Although at first glance it might seem that the increasingly rapid disappearance of indigenous languages has little or nothing to do with health, the truth is that most of the indigenous ancestral knowledge regarding medicinal plants is inextricably related to the particular language of each ethnic group.
Specialists assure that the disappearance of traditional languages represents an even greater danger for the survival of knowledge than the loss of biodiversity, since linguistic and biological information are totally interdependent, a subject on which Rodrigo Camara Leret, biologist at the University of Zurich (UZH) stated: “Every time an indigenous language dies, it is as if a library is burning, but we do not see it because it is silent.”
“We are losing the essence of our spiritual knowledge of medicinal plants. A knowledge that cannot be translated into other languages”. Uldarico Matapí Yucuna, 63, called the last shaman of the Matapi, an indigenous group of fewer than 70 people who live along the Mirití-Paraná river in the Colombian Amazon jungle.
To understand the problem more precisely, we tell you that according to information provided by the United Nations Organization (UN), of the 7,000 indigenous languages that are still spoken, 40% are in danger of extinction, and 80% of the remaining biodiversity in the world is located in indigenous territories.
The findings are the result of a new study titled: “Language extinction triggers the loss of unique medicinal knowledge” recently presented at the World Biodiversity Forum, for which the researchers reviewed the literature, including the first records of colonizers, to map the uses of medicinal plants and indigenous languages in three regions: North America, Northwest Amazonas and New Guinea, revealing that around 12 thousand medicinal uses for more than 3 thousand plants, known by people who speak 230 indigenous languages in these regions. But more than 75% of this knowledge resides in just one of these languages.

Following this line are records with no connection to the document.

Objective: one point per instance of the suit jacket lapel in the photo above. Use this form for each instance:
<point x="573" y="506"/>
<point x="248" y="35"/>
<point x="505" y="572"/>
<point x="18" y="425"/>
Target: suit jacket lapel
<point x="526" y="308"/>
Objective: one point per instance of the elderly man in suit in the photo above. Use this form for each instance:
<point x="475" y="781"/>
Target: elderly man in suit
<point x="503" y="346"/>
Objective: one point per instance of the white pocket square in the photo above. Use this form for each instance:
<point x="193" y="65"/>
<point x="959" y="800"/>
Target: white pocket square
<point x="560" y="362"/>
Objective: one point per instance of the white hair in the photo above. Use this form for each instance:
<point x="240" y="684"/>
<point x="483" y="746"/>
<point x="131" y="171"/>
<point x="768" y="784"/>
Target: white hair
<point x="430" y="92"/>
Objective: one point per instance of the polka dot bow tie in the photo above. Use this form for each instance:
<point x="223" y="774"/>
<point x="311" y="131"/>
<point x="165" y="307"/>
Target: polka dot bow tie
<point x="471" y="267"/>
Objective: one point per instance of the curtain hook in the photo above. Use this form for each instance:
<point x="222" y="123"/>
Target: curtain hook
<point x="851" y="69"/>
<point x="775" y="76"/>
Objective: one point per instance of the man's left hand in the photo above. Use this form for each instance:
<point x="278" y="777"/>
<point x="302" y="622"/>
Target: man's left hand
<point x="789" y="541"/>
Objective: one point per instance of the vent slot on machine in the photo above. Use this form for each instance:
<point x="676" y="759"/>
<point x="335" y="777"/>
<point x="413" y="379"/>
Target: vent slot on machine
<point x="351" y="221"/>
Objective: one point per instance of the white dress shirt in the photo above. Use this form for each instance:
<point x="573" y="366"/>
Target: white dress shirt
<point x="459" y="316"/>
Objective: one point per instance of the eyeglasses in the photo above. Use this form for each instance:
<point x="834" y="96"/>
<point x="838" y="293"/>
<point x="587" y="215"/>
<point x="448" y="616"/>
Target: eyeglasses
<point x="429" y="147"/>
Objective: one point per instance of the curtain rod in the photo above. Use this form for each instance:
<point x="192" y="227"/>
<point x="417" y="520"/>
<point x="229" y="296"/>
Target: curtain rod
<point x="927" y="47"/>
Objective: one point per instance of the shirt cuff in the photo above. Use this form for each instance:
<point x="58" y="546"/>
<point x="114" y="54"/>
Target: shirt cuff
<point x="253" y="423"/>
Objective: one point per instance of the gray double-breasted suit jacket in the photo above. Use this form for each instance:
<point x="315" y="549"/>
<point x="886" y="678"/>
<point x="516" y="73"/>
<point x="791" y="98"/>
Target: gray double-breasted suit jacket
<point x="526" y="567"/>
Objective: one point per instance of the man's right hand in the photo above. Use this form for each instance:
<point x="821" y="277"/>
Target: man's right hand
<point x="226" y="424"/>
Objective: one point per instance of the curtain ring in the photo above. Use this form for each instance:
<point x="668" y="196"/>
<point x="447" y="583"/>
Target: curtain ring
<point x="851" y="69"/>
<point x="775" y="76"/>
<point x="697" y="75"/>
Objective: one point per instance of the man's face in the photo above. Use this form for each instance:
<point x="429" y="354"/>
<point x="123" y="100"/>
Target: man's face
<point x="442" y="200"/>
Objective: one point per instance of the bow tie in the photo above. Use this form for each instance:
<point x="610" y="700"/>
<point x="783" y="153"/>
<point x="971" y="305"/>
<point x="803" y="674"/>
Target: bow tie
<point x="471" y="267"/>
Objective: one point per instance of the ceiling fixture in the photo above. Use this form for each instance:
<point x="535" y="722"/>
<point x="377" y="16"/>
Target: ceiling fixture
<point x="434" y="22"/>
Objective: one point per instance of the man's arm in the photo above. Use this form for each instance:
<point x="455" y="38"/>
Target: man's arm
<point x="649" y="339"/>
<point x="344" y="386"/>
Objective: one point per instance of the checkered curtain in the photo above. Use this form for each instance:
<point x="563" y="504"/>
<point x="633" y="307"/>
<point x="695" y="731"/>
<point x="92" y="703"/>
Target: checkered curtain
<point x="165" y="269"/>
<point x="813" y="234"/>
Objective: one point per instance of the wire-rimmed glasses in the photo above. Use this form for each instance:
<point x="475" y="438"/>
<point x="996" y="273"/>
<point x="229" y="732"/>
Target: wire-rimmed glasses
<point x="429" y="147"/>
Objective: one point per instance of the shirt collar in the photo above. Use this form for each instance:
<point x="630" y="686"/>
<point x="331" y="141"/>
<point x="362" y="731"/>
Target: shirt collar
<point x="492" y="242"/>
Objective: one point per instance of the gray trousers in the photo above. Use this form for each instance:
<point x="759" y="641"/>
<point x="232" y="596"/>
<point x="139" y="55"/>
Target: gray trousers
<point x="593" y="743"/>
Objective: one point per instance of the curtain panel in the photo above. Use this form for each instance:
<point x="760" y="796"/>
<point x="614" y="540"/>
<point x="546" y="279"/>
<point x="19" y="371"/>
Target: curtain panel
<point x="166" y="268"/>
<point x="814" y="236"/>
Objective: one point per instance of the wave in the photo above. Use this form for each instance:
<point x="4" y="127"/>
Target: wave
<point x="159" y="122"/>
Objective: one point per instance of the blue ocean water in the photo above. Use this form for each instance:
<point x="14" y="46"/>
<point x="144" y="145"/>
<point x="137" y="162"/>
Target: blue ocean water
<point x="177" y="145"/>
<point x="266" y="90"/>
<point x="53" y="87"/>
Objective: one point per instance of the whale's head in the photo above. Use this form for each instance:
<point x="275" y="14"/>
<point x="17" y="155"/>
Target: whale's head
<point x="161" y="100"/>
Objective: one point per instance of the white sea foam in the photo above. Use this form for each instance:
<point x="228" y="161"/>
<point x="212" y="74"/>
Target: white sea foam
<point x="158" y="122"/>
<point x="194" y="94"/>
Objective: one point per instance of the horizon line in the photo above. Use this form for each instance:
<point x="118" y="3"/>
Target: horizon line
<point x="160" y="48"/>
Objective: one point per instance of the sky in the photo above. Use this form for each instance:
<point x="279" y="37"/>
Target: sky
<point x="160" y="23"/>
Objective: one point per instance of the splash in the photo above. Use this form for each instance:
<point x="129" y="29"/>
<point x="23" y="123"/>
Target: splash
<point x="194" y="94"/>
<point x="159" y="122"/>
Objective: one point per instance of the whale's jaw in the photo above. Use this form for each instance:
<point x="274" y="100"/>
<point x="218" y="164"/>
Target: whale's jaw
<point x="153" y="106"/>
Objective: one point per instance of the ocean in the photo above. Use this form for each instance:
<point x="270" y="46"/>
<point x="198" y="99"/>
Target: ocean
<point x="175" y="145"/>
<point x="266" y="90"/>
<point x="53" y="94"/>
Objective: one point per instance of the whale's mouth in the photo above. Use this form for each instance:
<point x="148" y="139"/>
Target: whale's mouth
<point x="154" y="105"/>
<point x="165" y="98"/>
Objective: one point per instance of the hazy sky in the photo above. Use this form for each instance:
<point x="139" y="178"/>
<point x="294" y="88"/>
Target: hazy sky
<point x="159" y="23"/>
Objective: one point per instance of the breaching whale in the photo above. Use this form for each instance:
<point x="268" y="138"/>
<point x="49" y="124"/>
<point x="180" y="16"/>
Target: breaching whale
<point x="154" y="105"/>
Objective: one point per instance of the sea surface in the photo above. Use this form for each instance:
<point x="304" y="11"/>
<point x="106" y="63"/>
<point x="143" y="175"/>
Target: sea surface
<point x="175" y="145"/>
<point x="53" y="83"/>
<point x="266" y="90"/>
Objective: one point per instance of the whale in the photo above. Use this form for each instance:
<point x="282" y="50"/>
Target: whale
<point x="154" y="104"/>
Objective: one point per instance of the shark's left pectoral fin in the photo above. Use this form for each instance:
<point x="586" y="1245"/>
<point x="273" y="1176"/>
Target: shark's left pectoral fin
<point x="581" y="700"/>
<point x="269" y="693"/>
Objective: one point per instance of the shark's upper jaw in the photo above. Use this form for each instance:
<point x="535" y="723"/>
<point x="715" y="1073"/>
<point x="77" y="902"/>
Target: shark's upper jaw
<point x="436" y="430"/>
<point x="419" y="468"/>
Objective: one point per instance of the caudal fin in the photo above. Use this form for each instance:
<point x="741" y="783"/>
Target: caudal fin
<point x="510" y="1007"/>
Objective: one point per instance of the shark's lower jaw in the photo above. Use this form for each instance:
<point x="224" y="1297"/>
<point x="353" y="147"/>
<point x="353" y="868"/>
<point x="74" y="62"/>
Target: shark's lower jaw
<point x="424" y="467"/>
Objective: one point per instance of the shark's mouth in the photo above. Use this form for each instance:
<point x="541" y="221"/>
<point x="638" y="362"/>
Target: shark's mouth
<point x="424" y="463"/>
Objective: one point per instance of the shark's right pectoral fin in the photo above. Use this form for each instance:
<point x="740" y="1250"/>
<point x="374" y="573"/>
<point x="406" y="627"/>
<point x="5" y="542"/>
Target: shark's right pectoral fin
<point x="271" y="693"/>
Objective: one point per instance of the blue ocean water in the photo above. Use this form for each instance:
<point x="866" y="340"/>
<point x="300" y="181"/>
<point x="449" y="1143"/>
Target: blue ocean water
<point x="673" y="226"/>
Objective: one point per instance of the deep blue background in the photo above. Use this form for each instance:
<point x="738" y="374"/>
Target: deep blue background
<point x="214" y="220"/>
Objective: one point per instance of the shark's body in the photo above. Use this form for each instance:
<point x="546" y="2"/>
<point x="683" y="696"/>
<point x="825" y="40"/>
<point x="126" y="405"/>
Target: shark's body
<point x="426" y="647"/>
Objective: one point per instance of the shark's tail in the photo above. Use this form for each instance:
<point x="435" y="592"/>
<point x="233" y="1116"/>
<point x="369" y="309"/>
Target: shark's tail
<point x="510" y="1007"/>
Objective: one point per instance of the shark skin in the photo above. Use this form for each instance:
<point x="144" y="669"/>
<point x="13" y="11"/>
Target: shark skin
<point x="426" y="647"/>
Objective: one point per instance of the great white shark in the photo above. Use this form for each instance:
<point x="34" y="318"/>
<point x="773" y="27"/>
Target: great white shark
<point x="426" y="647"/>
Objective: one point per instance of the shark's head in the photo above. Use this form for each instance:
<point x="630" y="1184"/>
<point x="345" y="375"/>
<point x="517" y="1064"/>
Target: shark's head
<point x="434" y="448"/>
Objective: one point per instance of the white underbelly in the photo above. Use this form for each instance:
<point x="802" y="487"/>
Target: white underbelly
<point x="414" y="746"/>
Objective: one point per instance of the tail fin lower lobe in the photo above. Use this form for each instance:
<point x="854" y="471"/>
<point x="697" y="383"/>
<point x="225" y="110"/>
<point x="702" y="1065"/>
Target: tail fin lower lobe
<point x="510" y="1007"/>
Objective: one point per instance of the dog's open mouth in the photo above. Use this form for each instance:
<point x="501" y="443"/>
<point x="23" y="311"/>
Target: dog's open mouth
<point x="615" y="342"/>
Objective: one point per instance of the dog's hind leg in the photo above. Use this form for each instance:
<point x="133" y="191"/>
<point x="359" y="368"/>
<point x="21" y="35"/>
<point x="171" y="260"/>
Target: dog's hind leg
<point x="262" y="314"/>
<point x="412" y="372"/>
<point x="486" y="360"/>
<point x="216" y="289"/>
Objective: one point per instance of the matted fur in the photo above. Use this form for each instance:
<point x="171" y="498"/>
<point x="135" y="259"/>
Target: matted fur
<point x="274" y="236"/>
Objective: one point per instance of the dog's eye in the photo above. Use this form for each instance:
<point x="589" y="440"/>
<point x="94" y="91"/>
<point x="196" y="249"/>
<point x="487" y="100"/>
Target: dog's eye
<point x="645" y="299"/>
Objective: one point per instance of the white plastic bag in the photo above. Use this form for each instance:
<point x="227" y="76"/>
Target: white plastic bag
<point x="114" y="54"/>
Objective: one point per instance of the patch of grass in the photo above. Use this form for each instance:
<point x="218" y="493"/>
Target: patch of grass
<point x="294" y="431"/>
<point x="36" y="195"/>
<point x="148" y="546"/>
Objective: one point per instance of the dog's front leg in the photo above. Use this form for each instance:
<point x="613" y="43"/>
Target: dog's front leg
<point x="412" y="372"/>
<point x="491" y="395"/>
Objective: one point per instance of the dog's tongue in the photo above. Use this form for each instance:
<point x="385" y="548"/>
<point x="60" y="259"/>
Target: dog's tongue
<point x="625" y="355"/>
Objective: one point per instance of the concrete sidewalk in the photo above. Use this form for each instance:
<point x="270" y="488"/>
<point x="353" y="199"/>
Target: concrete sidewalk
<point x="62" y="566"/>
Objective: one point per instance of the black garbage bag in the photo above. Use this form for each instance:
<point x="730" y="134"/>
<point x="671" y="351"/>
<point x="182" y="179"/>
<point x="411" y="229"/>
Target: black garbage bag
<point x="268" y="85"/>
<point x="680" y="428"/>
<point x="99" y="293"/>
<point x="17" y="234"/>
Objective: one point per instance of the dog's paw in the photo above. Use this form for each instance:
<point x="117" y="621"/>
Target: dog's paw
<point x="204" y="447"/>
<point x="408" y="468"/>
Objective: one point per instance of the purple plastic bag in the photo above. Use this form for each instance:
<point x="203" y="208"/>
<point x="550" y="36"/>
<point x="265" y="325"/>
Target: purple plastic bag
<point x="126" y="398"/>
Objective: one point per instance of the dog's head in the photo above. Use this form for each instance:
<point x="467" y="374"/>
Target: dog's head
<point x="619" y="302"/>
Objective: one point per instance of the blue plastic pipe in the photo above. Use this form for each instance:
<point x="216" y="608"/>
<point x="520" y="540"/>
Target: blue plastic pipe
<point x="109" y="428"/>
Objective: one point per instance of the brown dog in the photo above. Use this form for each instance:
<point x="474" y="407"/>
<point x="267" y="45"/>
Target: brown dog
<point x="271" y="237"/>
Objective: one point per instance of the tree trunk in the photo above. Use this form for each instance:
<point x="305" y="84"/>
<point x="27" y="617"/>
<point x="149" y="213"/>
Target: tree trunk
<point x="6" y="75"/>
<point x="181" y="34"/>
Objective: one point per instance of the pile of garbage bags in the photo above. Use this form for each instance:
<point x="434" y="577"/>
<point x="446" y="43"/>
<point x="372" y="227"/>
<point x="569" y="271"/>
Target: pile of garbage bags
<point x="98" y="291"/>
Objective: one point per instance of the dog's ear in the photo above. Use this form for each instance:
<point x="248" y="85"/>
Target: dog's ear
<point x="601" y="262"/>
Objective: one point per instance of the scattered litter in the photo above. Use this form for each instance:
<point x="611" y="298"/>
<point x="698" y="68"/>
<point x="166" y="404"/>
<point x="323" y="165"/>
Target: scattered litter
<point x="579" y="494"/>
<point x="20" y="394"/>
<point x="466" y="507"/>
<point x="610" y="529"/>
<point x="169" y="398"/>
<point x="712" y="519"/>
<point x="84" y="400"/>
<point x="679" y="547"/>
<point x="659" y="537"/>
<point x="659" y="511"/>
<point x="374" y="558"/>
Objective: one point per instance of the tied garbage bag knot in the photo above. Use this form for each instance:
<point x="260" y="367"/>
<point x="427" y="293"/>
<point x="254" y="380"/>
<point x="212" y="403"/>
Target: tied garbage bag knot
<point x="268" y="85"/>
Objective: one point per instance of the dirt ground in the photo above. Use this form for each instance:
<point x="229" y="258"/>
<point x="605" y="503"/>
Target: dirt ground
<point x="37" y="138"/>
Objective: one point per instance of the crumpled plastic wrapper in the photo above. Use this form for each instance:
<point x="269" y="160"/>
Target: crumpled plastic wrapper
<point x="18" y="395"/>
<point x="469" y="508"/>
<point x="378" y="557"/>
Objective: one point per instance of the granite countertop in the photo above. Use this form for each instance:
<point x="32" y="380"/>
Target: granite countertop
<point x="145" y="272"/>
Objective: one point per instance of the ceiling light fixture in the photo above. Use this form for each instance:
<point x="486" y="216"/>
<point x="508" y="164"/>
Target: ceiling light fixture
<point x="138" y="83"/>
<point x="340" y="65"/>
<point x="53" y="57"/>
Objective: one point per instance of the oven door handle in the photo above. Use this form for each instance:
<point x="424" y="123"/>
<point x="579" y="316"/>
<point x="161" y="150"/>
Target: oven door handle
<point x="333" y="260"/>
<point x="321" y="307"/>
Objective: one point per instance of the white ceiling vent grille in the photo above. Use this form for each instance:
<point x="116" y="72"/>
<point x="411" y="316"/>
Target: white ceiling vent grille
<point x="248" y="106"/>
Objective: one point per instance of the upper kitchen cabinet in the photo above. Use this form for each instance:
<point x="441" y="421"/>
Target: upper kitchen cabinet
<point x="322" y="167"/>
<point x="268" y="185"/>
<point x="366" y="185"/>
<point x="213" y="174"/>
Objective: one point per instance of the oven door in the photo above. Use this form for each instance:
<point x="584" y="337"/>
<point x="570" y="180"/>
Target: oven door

In this regard, the United Nations Organization (UN) ensures that all indigenous languages in the western Amazon are in danger of extinction, which means that the botanical knowledge accumulated by these groups is also in danger. In North America, endangered languages account for 86% of unique medicinal plant knowledge, and in New Guinea the figure is 31%.
“Indigenous peoples have accumulated sophisticated knowledge regarding plants and their services, including knowledge that they confer important health benefits, that is codified in their languages. However, indigenous knowledge is increasingly threatened by language loss and species extinction. On the one hand, the disuse of language is strongly associated with the decline of indigenous knowledge regarding plants. On the other hand, global change will limit the geographic ranges of many endemic plants and crops used by humans. Together, the extinction of language and the reduction of useful plant species in the next century may limit the full potential of nature’s contributions to people and the discovery of unintended uses.” PNAS. Language extinction triggers the loss of unique medicinal knowledge.
As we mentioned previously, and in contrast to the high proportion of threatened languages, less than 4% of the medicinal flora in the three regions covered by the study is at risk of extinction, which for Bascompte represents without a doubt, that the Knowledge is being lost at a faster rate than biodiversity, which is also undoubtedly highly worrying.
Tania Eulalia Martinez Cruz, An Ayuuk indigenous woman from Mexico, and a social science researcher at the University of Brussels, gave for example the way in which the indigenous people of Oaxaca have developed ways of growing plants during droughts, adding that “The loss of culture is also a loss of our ability to adapt and find solutions to growing environmental problems. The complexity of medicinal plants is a territorial knowledge. When you destroy a territory, you destroy nature, knowledge, our practices and our lives.”